MPH holders may work in patient care, or in fields that include business, technology, biology, environmental science, public policy, health care management, and laboratory work. Colleagues of Lamers with MPH degrees have developed technology to track and improve people’s health, worked to improve patient care, researched vector-borne diseases, investigated water quality, and worked in labs.
“All of that falls under this umbrella of what you can do in public health,” she says. “There’s certainly a lot of people who end up doing epidemiology, data analytics, biostatistics as careers. That’s really foundational as part of the MPH curriculum.”
Pursuing a master’s of public health with a concentration
Schools of public health differ as to whether they offer concentrations for MPH degrees. Examples of concentrations include global health, health policy, environmental health, and epidemiology. Lamers says students should pick a concentration that they’re already interested in, and not worry that a concentration will limit their career prospects.
“It doesn’t lock you into any one thing. Maybe you’re interested in healthcare management, so you do a healthcare management concentration,” she says. “That’s going to teach you a lot of really great management and business skills that are going be beneficial no matter where you end up.”
As MPH programs usually require the same foundation of core classes, Lamers says it’s a good idea for students to branch out with their electives to get an introduction to a broad range of topics.
“You’re still going to have that skillset to build off of,” she says. “Choose what interests you, but don’t feel limited by that.”
How the pandemic changed career options for people with MPH degrees
While the pandemic has led to an explosion of interest in public health, it’s also led to exhaustion for those in the field.
“There’s a pretty high level of burnout on working on COVID,” Lamers says. “That’s tricky, because [there’s burnout] at a time when we actually need to staff up the public health workforce and increase the amount of skilled people in the public health workforce.”

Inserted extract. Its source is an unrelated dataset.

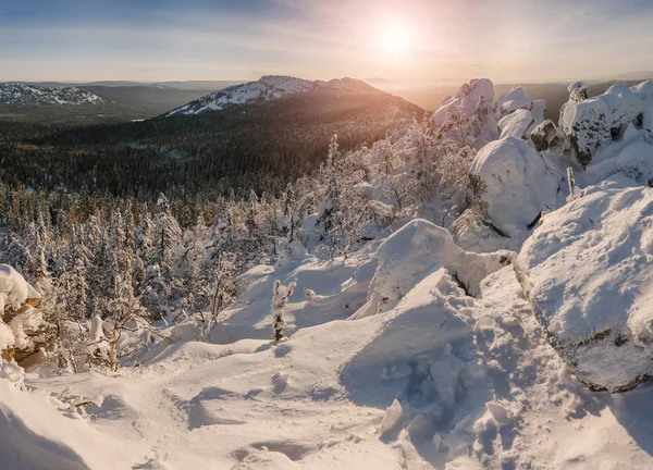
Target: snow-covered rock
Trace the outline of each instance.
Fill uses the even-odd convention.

Still, there are many job openings for people who hold MPH degrees.
“For people coming in, there’s a lot of opportunity across the board, a lot of public health organizations that are currently hiring and staffing up,” Lamers says. “We really need to be increasing the public health workforce.”
Aside from the direct health impacts of COVID-19, Lamers there are other health issues caused by the pandemic that public health officials are working to address. Missed health screenings by the public and supply chain disruptions in medicine and food systems mean there’s plenty to be done in the public health space.
“It’s a big challenge that’s going to take a lot of public health people to help with the recovery phase of this pandemic,” Lamers says.
And there are other problems on the horizon that MPH holders will have to address, such as sea level rise, wildfires, an increasing number of hurricanes, or potentially another pandemic.
“The COVID pandemic is still here, natural disasters are still here, the next hurricane season is always around the corner,” Lamers says. “That’s certainly not changed, and won’t be changing anytime soon.”